The requirements of a modern golf green include good drainage and a resistance to compaction which has led to sand based constructions with sand being the major component within the rootzone construction mixture, however, the cation exchange capacity (CEC) of such rootzones is typically very low and nutrient retention is poor which could have a significant effect on the quality of the turf.

The addition of amendments into the rootzone mixture to increase the CEC may have the effect of reducing hydraulic conductivity which may compromise the drainage performance of the rootzone and be undesirable in design terms.

The research project aimed to investigate whether the incorporation of an inorganic amendment with high CEC would: i) significantly increase the CEC of the rootzone without significantly reducing the hydraulic conductivity, ii) show significant improvement in turf quality when compared to no added amendment, and iii) show measurable benefits of nutrient retention within the rootzone and a reduction in nutrient leachate within the drainage water.

An ‘in-the-field’ lysimeter experiment was conducted using grass plots sown with a traditional U.K. 80:20 ratio Festuca / Agrostis grass seed mixture, which was grown in sand only, and USGA mixture rootzones. Rootzones were amended with inorganic clinoptilolite zeolite at 10% by volume.

Soil analyses were conducted at the start and the end of the experiment, and measurements of grass quality were monitored over a 13 week period.

Data was gathered on: hydraulic conductivity, soil nutrient analysis, leaf tissue nutrient, root length and root weight, leaf colour, and nutrient leachate. Results were statistically analysed using analysis of variance (ANOVA).

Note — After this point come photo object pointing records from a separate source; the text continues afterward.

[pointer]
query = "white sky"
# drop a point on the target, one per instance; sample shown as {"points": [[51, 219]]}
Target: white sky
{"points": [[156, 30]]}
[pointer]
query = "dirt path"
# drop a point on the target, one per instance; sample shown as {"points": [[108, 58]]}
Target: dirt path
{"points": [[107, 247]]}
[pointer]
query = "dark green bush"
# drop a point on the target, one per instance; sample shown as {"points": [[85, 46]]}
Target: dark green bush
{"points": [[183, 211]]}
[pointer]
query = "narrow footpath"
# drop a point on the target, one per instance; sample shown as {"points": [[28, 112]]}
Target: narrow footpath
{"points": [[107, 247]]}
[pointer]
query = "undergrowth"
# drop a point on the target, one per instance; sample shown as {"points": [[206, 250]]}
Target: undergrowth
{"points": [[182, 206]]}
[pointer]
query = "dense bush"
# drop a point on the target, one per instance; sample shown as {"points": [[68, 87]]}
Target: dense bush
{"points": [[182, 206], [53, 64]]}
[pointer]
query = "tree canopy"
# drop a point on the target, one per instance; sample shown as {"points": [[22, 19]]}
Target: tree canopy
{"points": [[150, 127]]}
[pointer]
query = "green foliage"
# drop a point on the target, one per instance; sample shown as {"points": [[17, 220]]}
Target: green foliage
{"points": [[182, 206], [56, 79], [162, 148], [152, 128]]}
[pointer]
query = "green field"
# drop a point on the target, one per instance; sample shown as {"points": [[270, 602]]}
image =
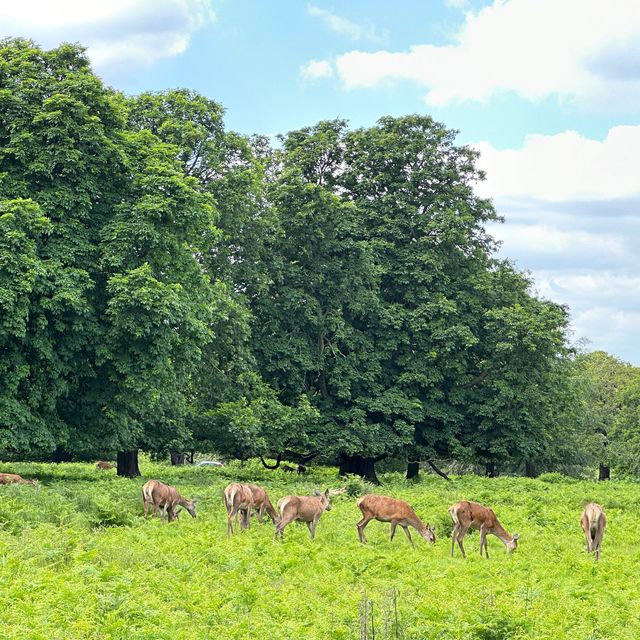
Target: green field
{"points": [[77, 560]]}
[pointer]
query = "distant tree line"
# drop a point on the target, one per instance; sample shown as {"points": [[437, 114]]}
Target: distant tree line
{"points": [[171, 286]]}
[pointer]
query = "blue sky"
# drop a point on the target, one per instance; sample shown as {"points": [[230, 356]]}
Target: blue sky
{"points": [[548, 90]]}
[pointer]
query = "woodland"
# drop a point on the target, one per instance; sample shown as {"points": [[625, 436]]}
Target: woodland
{"points": [[332, 296]]}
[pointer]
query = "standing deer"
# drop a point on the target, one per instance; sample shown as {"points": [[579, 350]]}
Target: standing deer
{"points": [[14, 478], [593, 522], [167, 499], [303, 509], [238, 499], [260, 503], [397, 512], [467, 514]]}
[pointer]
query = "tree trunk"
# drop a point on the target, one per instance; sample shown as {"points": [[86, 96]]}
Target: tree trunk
{"points": [[530, 469], [360, 466], [413, 470], [127, 464], [177, 458]]}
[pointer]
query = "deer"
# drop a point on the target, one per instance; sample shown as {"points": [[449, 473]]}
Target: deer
{"points": [[167, 499], [14, 478], [397, 512], [238, 498], [467, 515], [593, 522], [260, 503], [303, 509]]}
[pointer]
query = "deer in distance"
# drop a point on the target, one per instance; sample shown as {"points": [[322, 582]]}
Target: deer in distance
{"points": [[593, 522], [467, 515], [241, 499], [165, 498], [306, 509], [14, 478], [397, 512]]}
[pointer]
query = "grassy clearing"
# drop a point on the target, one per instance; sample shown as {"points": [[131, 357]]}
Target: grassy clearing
{"points": [[77, 560]]}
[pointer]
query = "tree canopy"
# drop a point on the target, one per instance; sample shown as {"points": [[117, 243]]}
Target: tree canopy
{"points": [[168, 285]]}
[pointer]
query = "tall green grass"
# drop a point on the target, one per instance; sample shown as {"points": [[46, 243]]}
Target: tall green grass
{"points": [[77, 560]]}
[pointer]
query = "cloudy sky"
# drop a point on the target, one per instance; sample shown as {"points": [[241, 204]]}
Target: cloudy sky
{"points": [[548, 90]]}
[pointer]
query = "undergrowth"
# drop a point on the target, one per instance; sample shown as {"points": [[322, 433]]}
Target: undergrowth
{"points": [[77, 561]]}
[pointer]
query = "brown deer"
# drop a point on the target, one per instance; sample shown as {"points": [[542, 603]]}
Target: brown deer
{"points": [[303, 509], [467, 515], [167, 499], [14, 478], [397, 512], [238, 499], [260, 503], [593, 522]]}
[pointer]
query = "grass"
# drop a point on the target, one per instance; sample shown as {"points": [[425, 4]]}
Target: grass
{"points": [[77, 560]]}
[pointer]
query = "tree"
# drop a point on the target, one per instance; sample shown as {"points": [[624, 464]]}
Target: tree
{"points": [[604, 381]]}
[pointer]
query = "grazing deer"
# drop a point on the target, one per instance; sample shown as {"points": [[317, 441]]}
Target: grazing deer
{"points": [[303, 509], [238, 499], [467, 514], [14, 478], [397, 512], [167, 499], [260, 503], [593, 522]]}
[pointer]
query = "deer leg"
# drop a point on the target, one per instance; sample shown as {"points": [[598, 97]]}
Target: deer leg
{"points": [[406, 530], [454, 535], [312, 528], [597, 542], [361, 525], [284, 521], [483, 540], [461, 534]]}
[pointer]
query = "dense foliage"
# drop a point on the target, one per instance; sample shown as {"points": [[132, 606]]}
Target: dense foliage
{"points": [[78, 561], [171, 286]]}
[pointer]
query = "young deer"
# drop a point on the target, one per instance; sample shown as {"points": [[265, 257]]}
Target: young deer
{"points": [[14, 478], [593, 522], [467, 514], [397, 512], [167, 499], [303, 509], [238, 498], [260, 503]]}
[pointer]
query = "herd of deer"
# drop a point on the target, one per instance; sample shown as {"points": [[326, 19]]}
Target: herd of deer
{"points": [[243, 500]]}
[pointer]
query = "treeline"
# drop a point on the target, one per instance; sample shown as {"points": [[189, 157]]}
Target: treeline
{"points": [[171, 286]]}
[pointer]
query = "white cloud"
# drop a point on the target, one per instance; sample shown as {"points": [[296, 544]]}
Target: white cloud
{"points": [[567, 166], [572, 210], [315, 69], [536, 48], [116, 32], [347, 28]]}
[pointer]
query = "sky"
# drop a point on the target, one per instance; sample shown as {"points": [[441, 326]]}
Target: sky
{"points": [[547, 90]]}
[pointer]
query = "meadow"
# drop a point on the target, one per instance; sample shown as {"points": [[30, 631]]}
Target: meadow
{"points": [[78, 561]]}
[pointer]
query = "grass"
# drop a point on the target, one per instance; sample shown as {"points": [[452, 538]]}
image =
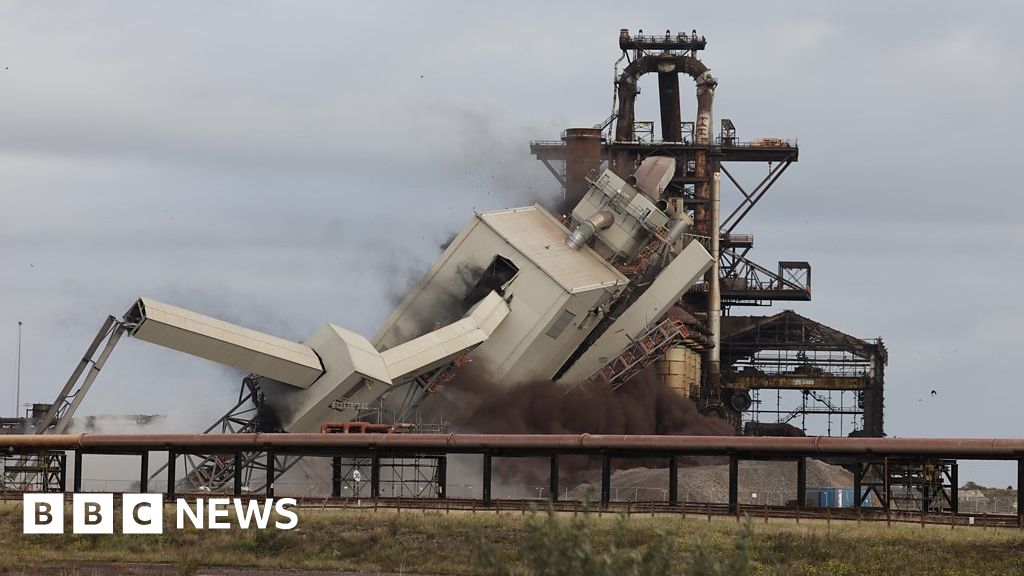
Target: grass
{"points": [[510, 543]]}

The results showed that CEC was not significantly increased as a function of adding the amendment, but there was a significant increase between the sand without amendment and the USGA with amendment.

Hydraulic conductivity and dry bulk density was not significantly changed, but Ksat did increase and the dry bulk density decreased, when amendment was added.

There was no significant improvement in turf quality based on the methods of assessment used, which raised a number of queries in relation to more complex factors and variables that effect turf growth, and the limited duration of the research.

Other significant results included evidence of much higher levels of Iron (Fe) within the leaf tissue of the non amended sand only treatment, and a reduction in Potassium (K) leachate within the drainage of the amended treatments.

What did I gain from the MSc learning experience?

I had a great sense of personal achievement when I was finally telephoned by Alex Vickers and told about my degree award, and after two years hard slog, I can now look forward to a year with a lot less time spent with my head buried in books, and a lot more time back out on golf courses doing my advisory work.

Coming from a practical background, I feel that I will have the ability to apply a lot of what I learnt to practical situations in the field, which I think will therefore be of benefit to the greenkeepers, turf managers and clients that I work with.

I am very grateful to BIGGA and Ransomes Jacobsen for their help through the scholarship fund, and especially grateful to my family for their patience and support over the past two years.

Looking back on the whole learning experience, it was certainly a challenge, but one made all the more rewarding by the people I met and got to know. I liked the time flexibility of modular system and the variety of subject areas covered within the course. My top tip for anyone contemplating the MSc course would be to choose a less complicated Thesis project than I did - but as we know hindsight is a wonderful thing!